Splendor in the Grass
Summer is made for picnics
Styling by Randy McManus
Food Styling by Joe Curran
Photographs by John Gessner
There are few things so pleasant as a picnic eaten in perfect comfort.” So said the late playwright and novelist Somerset Maugham, echoing a romantic notion that has been around Western cultures at least since the late Middle Ages, when the practice of eating a good meal out of doors with friends gained provenance among the upper classes of English and French societies. The word itself seems to have evolved from middle French pique-nique, meaning a casual social gathering where participants bring their own food. Following the French Revolution in 1789, royal parks opened to the public for the first time, inspiring a wave of enfranchised citizens to dine out of doors in the bosom of nature. In America, romantic landscape painters (particularly those of the Hudson River School) frequently included depictions of picnics in bucolic settings, namely, parklands and formal gardens.

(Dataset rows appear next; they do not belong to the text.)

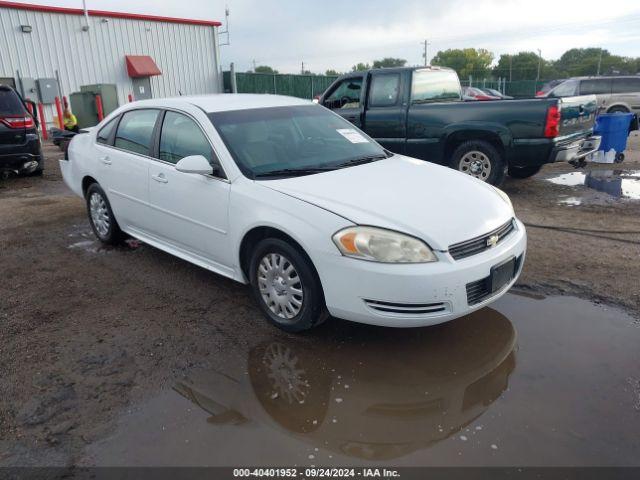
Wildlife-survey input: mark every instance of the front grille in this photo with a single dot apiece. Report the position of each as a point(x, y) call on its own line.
point(481, 289)
point(406, 308)
point(479, 244)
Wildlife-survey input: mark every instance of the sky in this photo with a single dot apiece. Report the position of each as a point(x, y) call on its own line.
point(336, 34)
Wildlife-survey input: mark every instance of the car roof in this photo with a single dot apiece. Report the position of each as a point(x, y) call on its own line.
point(360, 73)
point(602, 77)
point(226, 101)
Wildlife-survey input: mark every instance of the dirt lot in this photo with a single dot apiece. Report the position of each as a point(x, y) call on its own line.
point(88, 331)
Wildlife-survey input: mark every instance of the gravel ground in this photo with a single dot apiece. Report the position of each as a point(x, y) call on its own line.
point(87, 330)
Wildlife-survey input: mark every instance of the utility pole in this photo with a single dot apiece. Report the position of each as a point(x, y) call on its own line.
point(510, 67)
point(599, 62)
point(426, 44)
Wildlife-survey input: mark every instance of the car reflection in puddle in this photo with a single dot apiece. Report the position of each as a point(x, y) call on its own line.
point(617, 183)
point(367, 400)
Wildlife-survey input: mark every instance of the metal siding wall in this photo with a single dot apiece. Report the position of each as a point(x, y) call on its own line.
point(186, 54)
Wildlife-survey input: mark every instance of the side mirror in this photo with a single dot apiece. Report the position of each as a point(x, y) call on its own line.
point(194, 164)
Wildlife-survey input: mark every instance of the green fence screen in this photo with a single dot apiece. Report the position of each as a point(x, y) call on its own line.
point(302, 86)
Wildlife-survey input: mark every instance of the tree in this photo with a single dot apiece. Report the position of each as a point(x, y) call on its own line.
point(584, 61)
point(466, 61)
point(360, 67)
point(523, 66)
point(389, 62)
point(264, 69)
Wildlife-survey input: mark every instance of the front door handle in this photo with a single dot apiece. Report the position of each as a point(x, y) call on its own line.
point(160, 178)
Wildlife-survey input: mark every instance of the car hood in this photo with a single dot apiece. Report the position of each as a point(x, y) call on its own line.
point(428, 201)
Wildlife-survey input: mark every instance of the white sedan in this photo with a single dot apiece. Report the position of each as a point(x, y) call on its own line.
point(288, 197)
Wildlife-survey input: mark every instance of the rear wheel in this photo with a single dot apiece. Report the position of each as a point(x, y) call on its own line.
point(479, 159)
point(103, 223)
point(286, 287)
point(524, 172)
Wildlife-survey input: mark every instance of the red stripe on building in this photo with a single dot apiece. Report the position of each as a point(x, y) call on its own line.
point(105, 13)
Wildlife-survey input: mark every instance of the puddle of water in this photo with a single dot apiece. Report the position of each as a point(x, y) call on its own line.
point(570, 201)
point(617, 183)
point(537, 382)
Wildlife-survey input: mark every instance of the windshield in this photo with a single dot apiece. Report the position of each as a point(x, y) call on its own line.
point(292, 140)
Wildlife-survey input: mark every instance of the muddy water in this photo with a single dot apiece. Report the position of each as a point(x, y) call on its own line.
point(532, 381)
point(617, 183)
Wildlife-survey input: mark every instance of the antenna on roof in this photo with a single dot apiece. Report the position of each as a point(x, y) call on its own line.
point(226, 27)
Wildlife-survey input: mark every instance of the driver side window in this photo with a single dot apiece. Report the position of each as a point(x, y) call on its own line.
point(345, 95)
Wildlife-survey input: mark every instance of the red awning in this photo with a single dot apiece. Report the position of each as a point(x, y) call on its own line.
point(141, 66)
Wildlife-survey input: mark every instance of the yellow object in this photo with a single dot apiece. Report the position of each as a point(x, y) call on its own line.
point(70, 120)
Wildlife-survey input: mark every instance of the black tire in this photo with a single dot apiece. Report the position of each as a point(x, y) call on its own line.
point(312, 311)
point(486, 154)
point(524, 172)
point(111, 235)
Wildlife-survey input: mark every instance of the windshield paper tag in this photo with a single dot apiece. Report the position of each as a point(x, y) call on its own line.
point(351, 135)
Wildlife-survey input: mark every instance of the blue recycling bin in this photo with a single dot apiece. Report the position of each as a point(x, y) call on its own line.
point(614, 130)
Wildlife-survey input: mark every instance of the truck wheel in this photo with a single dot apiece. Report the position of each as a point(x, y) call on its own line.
point(479, 159)
point(524, 172)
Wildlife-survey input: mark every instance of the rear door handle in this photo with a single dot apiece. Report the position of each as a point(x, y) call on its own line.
point(160, 178)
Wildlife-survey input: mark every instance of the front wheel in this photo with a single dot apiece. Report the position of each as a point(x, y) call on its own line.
point(103, 223)
point(524, 172)
point(286, 287)
point(480, 159)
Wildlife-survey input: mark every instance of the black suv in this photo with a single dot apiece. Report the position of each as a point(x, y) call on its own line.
point(20, 148)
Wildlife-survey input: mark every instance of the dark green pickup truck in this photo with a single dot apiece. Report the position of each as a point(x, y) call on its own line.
point(419, 112)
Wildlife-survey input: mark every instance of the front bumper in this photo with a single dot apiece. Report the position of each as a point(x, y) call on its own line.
point(403, 295)
point(576, 150)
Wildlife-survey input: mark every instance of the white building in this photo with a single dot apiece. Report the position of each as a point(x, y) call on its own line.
point(143, 55)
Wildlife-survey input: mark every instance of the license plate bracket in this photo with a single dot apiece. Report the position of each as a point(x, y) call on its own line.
point(502, 274)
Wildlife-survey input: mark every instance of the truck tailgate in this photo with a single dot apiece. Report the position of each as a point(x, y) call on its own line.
point(577, 115)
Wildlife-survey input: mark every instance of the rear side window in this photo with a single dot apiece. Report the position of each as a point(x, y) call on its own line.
point(626, 85)
point(182, 137)
point(596, 86)
point(345, 95)
point(384, 90)
point(565, 89)
point(434, 85)
point(135, 131)
point(10, 103)
point(104, 135)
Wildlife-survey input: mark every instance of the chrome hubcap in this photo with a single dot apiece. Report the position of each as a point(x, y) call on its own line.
point(99, 214)
point(280, 286)
point(287, 378)
point(476, 164)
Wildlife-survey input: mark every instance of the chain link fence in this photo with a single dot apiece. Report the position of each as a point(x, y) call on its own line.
point(302, 86)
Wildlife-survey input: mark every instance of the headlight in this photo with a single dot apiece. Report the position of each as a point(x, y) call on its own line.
point(504, 196)
point(380, 245)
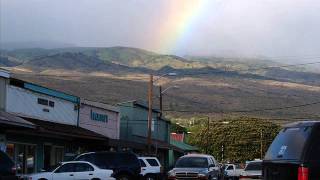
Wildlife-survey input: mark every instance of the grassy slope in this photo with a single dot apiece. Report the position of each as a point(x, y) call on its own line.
point(209, 94)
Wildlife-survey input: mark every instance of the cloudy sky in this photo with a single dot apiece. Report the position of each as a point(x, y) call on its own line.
point(184, 27)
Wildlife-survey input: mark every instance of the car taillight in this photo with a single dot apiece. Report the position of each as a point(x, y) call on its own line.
point(303, 173)
point(13, 170)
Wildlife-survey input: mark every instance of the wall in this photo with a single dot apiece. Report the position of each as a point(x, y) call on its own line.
point(109, 129)
point(134, 124)
point(25, 103)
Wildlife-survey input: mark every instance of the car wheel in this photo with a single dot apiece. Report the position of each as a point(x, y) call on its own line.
point(150, 177)
point(123, 177)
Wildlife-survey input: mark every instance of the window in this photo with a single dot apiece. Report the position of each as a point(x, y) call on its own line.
point(83, 167)
point(51, 103)
point(192, 162)
point(152, 162)
point(142, 163)
point(43, 101)
point(289, 144)
point(65, 168)
point(254, 166)
point(230, 168)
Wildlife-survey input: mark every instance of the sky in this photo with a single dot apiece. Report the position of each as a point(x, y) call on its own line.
point(272, 28)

It’s unlikely the young picnicking couple here is overly concerned with the evolutionary path of the modern picnic, but they clearly embrace the notion that a well-executed summer picnic begins with the right setting and provisions, the ingredients of which are pretty timeless — ripened grapes, well-aged cheese, a fine crusty bread, a chilled vintage wine, the right book of verse and, well, thou. With love in bloom and a bouquet of flowers in hand, what else does one need on a perfect summer afternoon?